Monday, 18 June 2012

All in a Twitter about Direct Messages?

I have a suspicion that a lot of people on Twitter don't bother to look at their direct messages (those private messages that you can send to anyone who is following you)  because a lot of them are simply of the 'thank you for following' variety.  But there are also two other types of direct message that frequently appear.

The first of these is the message which tells you that the sender "uses TrueTwit validation service" and asks you to click on a link to validate.  When you do so, it brings you to a page with a 'captcha' phrase that you have to type in, and you are then thanked for validating.  If you investigate further, you will find that TrueTwit  has been designed to help distinguish real people from robots, avoid Twitter spam and save time managing your followers.  So I've been religiously clicking on any validation links that I'm sent in order to assure the person who I've recently followed that I am, indeed, a real person.

I've been assuming that TrueTwit acts as a screening process and that, if I didn't validate, I would automatically lose the chance of being followed by the person concerned.  But I've now been told that if I don't respond to  a validation request, I can still keep following that person and they can still follow me.  So am I wasting my time typing in those 'captcha' phrases?  Possibly the only way to find out is to stop responding for a while and see whether the rate at which I get more followers decreases.

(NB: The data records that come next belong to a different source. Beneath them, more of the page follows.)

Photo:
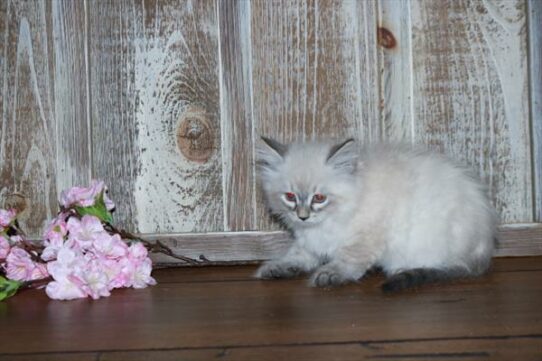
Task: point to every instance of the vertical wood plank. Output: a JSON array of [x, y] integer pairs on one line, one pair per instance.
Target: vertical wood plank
[[471, 93], [155, 112], [395, 53], [71, 96], [535, 51], [236, 115], [27, 143], [41, 107], [315, 71]]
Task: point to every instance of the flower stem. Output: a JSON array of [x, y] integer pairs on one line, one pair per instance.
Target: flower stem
[[157, 247], [36, 283]]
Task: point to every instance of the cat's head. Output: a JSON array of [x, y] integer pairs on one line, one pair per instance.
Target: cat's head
[[304, 183]]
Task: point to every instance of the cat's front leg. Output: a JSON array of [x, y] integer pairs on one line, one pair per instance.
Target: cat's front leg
[[347, 266], [296, 262]]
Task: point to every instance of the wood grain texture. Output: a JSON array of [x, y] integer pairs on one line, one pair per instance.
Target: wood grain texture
[[470, 93], [155, 112], [238, 165], [71, 93], [237, 317], [314, 72], [395, 71], [535, 59], [44, 125], [525, 348], [513, 240]]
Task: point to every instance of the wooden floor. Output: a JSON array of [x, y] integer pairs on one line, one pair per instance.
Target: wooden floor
[[222, 313]]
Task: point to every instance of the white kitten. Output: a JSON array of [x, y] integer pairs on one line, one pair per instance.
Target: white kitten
[[418, 216]]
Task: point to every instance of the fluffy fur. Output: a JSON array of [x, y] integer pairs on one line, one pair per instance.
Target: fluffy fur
[[418, 216]]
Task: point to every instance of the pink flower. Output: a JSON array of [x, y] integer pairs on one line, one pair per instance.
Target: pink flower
[[57, 229], [86, 231], [94, 280], [138, 251], [136, 273], [16, 239], [110, 246], [4, 247], [20, 267], [54, 237], [66, 286], [6, 217], [86, 197]]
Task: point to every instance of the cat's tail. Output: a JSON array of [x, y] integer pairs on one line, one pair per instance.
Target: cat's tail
[[417, 277]]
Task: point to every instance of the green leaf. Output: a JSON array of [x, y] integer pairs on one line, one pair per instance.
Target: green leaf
[[98, 210], [8, 288]]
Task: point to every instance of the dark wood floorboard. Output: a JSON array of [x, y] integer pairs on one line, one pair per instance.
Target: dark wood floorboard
[[222, 313]]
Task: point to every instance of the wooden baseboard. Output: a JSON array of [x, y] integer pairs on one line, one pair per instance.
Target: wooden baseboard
[[243, 247]]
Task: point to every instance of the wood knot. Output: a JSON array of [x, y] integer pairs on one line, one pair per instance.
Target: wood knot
[[386, 38], [195, 136], [16, 201]]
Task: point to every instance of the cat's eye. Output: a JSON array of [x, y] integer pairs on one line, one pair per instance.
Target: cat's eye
[[318, 198], [290, 196]]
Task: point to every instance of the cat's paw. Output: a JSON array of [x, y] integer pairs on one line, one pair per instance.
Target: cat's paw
[[277, 269], [327, 277]]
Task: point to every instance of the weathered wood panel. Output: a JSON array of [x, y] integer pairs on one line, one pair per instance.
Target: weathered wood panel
[[514, 240], [236, 115], [470, 93], [43, 129], [314, 71], [155, 112], [71, 93], [395, 61], [535, 51]]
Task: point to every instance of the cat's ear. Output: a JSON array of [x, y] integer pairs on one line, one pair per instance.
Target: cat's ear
[[344, 156], [270, 153]]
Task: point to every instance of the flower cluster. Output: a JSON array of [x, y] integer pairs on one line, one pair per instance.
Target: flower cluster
[[82, 255], [85, 260]]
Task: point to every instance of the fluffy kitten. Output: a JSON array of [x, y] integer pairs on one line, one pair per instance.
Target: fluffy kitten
[[416, 215]]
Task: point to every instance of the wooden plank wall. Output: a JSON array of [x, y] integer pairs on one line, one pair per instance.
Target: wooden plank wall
[[535, 51], [165, 99]]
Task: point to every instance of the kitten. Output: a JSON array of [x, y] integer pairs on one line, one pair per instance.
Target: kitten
[[416, 215]]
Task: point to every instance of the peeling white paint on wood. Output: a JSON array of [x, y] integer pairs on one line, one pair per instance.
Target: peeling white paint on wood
[[470, 93], [535, 51], [165, 99]]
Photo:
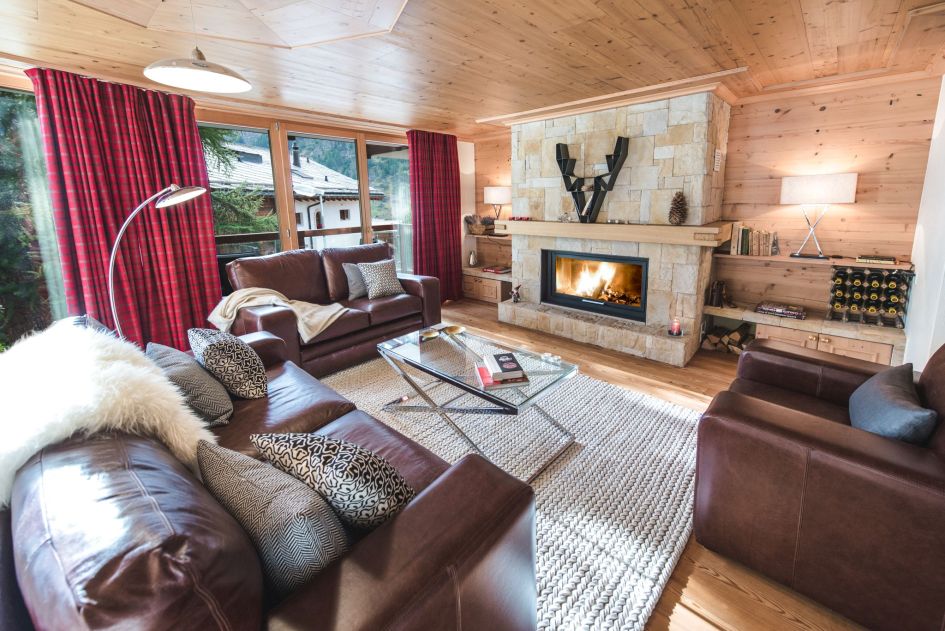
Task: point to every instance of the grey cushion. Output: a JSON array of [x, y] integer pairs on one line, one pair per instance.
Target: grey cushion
[[356, 287], [231, 360], [887, 404], [364, 489], [294, 530], [204, 394], [381, 279]]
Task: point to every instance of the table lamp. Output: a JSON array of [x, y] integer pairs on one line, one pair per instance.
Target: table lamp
[[817, 190], [167, 197], [497, 196]]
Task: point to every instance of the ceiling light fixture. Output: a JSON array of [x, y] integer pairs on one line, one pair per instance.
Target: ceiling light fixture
[[197, 73]]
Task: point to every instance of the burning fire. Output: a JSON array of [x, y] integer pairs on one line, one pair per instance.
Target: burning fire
[[592, 283]]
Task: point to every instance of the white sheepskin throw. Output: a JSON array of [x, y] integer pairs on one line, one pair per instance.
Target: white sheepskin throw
[[69, 379]]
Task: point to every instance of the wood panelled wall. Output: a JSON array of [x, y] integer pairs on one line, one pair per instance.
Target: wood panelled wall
[[493, 168], [880, 132]]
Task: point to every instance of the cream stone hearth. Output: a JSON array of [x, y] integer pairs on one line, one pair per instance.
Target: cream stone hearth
[[673, 147]]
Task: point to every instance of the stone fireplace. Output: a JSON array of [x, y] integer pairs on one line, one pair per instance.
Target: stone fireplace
[[620, 285], [599, 283]]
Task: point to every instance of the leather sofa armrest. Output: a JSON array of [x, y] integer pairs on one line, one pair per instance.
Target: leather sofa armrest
[[427, 288], [280, 321], [271, 349], [815, 373], [461, 555]]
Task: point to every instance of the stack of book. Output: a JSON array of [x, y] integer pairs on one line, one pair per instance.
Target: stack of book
[[501, 370], [749, 242], [782, 310]]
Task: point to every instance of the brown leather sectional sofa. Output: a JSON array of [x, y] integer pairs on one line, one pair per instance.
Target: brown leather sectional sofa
[[317, 276], [786, 486], [112, 531]]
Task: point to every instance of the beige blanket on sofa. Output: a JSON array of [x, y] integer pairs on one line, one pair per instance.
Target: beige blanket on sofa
[[312, 319]]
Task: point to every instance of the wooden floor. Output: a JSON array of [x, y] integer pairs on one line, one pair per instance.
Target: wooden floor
[[706, 591]]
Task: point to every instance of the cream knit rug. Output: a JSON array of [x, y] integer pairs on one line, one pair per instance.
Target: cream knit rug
[[613, 513]]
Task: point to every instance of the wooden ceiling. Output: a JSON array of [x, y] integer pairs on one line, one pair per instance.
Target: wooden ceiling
[[447, 63]]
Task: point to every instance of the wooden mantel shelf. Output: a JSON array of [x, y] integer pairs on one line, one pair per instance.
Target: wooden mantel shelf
[[709, 236]]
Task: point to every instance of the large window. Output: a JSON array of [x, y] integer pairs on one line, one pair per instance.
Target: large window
[[31, 293], [325, 192], [242, 191], [389, 177]]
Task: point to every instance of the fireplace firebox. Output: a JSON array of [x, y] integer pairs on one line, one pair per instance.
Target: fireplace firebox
[[601, 283]]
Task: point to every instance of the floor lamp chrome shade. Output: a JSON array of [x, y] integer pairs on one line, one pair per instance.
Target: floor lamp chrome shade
[[170, 196], [197, 74], [817, 190]]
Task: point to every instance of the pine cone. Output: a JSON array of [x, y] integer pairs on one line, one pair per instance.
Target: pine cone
[[678, 209]]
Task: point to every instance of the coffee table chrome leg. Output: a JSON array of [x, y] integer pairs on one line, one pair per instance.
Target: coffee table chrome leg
[[434, 407]]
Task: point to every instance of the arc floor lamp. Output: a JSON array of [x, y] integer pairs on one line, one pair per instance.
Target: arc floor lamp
[[167, 197]]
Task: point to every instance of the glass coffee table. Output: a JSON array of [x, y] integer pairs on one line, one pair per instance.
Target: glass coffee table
[[453, 360]]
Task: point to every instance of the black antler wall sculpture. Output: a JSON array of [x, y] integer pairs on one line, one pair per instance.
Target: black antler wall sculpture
[[588, 210]]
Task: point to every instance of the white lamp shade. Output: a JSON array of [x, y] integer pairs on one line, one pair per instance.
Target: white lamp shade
[[497, 195], [832, 188]]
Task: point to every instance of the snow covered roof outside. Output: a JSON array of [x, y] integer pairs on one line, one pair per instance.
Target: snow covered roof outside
[[310, 180]]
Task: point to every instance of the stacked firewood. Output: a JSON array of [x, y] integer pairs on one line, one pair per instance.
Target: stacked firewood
[[729, 341]]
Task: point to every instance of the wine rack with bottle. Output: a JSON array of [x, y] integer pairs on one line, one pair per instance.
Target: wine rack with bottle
[[870, 296]]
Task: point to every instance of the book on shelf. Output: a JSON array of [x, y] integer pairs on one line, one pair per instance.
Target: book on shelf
[[749, 242], [503, 366], [782, 310], [488, 383]]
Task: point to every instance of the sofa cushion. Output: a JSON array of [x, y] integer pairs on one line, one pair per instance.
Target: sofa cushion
[[294, 529], [231, 360], [297, 402], [381, 279], [793, 400], [204, 394], [364, 489], [351, 321], [113, 531], [389, 308], [888, 404], [419, 466], [296, 274], [333, 258]]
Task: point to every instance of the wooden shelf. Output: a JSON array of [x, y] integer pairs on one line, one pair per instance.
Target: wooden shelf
[[790, 260], [710, 235]]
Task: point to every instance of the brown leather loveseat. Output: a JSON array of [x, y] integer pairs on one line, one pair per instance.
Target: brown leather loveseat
[[786, 486], [318, 277], [112, 531]]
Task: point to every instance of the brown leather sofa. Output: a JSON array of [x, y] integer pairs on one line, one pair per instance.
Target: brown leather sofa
[[112, 531], [786, 486], [318, 277]]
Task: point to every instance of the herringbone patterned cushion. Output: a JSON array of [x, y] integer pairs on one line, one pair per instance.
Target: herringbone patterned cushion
[[294, 530], [231, 360], [364, 489], [205, 395], [381, 279]]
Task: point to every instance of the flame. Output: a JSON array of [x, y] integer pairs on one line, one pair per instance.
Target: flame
[[593, 282]]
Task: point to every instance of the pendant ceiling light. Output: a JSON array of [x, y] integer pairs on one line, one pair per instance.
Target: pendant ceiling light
[[197, 73]]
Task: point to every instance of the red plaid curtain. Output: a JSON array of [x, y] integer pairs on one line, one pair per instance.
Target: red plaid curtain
[[108, 148], [437, 220]]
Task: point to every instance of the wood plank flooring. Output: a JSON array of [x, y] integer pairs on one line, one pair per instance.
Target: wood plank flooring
[[706, 591]]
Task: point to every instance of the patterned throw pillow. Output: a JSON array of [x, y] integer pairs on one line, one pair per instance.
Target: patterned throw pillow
[[363, 488], [294, 530], [381, 279], [205, 395], [356, 287], [231, 360]]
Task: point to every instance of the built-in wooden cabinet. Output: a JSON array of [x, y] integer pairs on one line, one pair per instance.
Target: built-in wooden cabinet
[[848, 347]]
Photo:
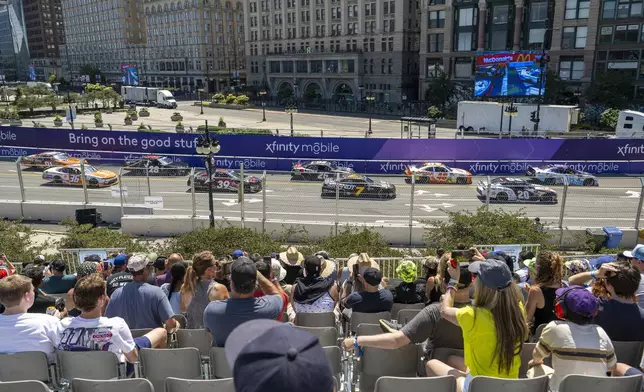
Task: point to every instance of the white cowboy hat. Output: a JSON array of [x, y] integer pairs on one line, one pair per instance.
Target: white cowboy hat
[[292, 256]]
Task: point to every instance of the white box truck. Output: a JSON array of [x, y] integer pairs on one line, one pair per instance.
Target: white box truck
[[153, 96], [489, 117]]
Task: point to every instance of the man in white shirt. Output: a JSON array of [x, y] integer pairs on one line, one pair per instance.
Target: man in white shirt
[[91, 332], [22, 331]]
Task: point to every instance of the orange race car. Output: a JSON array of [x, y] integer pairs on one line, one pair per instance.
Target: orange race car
[[437, 173], [49, 159]]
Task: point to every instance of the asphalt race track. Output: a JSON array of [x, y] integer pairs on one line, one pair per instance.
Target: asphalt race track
[[614, 203]]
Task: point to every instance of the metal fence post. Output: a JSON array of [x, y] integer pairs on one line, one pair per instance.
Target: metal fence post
[[264, 202], [84, 181], [23, 197], [411, 206], [563, 203], [639, 206], [192, 192]]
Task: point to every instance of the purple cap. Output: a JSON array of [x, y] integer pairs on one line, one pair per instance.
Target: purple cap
[[579, 300]]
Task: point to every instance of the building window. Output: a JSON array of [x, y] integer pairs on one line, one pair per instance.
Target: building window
[[577, 9], [538, 12], [436, 19], [571, 68]]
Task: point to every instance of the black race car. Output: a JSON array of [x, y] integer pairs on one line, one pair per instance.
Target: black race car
[[156, 166], [317, 171], [357, 186], [225, 180]]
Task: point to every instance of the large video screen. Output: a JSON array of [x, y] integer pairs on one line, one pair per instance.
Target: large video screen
[[508, 74]]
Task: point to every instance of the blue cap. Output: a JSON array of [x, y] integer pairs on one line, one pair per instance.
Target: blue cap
[[596, 263], [268, 356], [119, 260]]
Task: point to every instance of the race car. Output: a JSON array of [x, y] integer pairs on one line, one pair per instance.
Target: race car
[[358, 186], [226, 180], [156, 166], [317, 171], [71, 175], [516, 190], [437, 173], [558, 174], [47, 159]]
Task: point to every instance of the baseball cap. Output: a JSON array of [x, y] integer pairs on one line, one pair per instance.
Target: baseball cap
[[407, 271], [372, 276], [494, 274], [579, 300], [268, 356]]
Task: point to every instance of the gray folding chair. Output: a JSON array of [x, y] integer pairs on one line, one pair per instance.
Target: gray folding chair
[[398, 307], [29, 365], [579, 383], [629, 353], [406, 315], [326, 319], [23, 386], [376, 363], [416, 384], [328, 336], [487, 384], [219, 367], [126, 385], [92, 365], [159, 364], [180, 385]]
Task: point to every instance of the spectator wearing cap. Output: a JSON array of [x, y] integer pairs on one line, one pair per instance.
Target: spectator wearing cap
[[91, 332], [411, 290], [267, 356], [316, 292], [139, 303], [540, 305], [372, 299], [22, 331], [636, 258], [197, 287], [619, 315], [120, 275], [166, 276], [222, 317], [577, 346], [494, 328], [59, 282]]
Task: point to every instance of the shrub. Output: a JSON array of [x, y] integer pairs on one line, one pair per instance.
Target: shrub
[[609, 118]]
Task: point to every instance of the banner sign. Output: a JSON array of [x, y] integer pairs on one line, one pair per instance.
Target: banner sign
[[479, 156]]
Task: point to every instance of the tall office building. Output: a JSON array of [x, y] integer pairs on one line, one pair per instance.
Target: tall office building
[[14, 51], [339, 50]]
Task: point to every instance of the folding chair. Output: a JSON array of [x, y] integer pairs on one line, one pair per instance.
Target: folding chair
[[489, 384], [159, 364], [23, 386], [92, 365], [28, 365], [579, 383], [416, 384], [129, 385], [328, 336], [398, 307], [326, 319], [219, 367], [180, 385]]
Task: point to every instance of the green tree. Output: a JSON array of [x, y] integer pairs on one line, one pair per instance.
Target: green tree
[[612, 89]]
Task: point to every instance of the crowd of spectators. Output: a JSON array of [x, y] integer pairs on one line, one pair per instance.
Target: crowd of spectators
[[486, 304]]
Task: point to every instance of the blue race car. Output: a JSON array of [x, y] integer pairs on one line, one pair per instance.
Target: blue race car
[[557, 174]]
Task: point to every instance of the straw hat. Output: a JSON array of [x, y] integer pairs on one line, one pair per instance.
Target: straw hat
[[363, 260], [292, 256]]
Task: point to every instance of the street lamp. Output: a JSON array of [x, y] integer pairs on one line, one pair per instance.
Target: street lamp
[[263, 95], [208, 146]]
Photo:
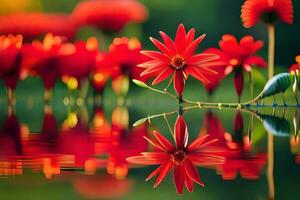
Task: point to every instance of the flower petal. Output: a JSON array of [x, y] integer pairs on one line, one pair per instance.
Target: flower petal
[[164, 142], [192, 172], [165, 169], [179, 178], [179, 82], [163, 76]]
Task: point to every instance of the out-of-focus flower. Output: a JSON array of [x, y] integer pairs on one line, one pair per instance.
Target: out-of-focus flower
[[182, 157], [110, 15], [240, 56], [178, 59], [10, 59], [268, 11], [39, 58], [77, 60], [31, 25], [296, 67]]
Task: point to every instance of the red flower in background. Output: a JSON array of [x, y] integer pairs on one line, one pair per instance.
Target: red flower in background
[[178, 59], [10, 59], [239, 56], [267, 10], [296, 67], [181, 157], [31, 25], [111, 15], [40, 58], [77, 60]]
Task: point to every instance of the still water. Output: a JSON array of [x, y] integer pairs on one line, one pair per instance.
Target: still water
[[81, 153]]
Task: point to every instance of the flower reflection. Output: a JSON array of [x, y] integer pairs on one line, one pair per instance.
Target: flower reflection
[[239, 157], [182, 157]]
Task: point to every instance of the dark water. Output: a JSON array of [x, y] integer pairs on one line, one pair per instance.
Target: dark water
[[80, 153]]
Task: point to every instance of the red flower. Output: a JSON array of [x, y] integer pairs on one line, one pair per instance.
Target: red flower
[[111, 15], [77, 60], [240, 56], [181, 157], [178, 59], [267, 10], [40, 58], [295, 67], [10, 59], [31, 25]]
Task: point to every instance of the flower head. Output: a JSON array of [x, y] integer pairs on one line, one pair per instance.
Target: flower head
[[31, 25], [111, 15], [267, 10], [40, 58], [10, 59], [240, 56], [181, 157], [178, 59]]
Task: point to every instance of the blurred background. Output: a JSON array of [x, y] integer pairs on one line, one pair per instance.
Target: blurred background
[[213, 18]]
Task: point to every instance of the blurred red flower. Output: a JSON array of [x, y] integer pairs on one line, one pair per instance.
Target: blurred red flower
[[178, 59], [10, 59], [267, 10], [240, 56], [110, 15], [296, 67], [77, 60], [237, 153], [40, 58], [31, 25], [181, 157]]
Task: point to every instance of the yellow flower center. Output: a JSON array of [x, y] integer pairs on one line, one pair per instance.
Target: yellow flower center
[[178, 157], [178, 62]]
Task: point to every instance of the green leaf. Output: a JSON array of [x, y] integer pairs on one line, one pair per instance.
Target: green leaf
[[141, 121], [278, 84], [276, 125], [140, 83]]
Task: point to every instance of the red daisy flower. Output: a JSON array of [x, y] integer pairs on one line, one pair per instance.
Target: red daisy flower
[[181, 157], [240, 56], [77, 60], [40, 58], [10, 59], [111, 15], [178, 59], [31, 25], [267, 10], [296, 67]]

I don't personally know anyone who uses TrueTwit.  So if you use it and have found it helpful (or, conversely, have found it of little use) please tell me about it in the comment box.

I said earlier that there are two types of direct message that keep recurring.  The second of these, which also contains a clickable link, is of the "this user is saying horrible things about you..." variety.  They occur so often that I doubt whether many people are taken in by them.  On the other hand, there is a temptation to click, just to see what the link leads to.  Is this some strange way of selling something . . . and, if so, what?  

However, according to Ian Hardacre, the links in these direct messages - and also those with variations on the "This made me laugh so hard when i saw this about you" variety are all virus-related.  His interesting blog post contains a long list of such messages all of which, he says, are indications that the account from which the message purports to come has probably been hacked and that its owner needs to change his or her password.

And this, of course, leads on to two possible courses of action.  Should we send a message to everyone from whom we receive one of these messages, suggesting that they change their password?  Well, perhaps.  It could be time consuming but might bring us a few followers, grateful for the information.  

And, secondly, should we also check our own Twitter accounts to make sure that they've not been hacked?  This, I would say, is a no-brainer.  It's easy to do if we have more than one account because we can send a direct message from one to the other.  Otherwise, we could ask a friend to check on a direct message we send to them.  It shouldn't take more than a minute or two and it could prevent the direct messages that we really want to get through to our followers from being hijacked.

Finally, of course, this is a reminder to change our passwords regularly.  Yes, it's a bore but with hackers and viruses getting more sophisticated by the minute, it seems a sensible thing to do.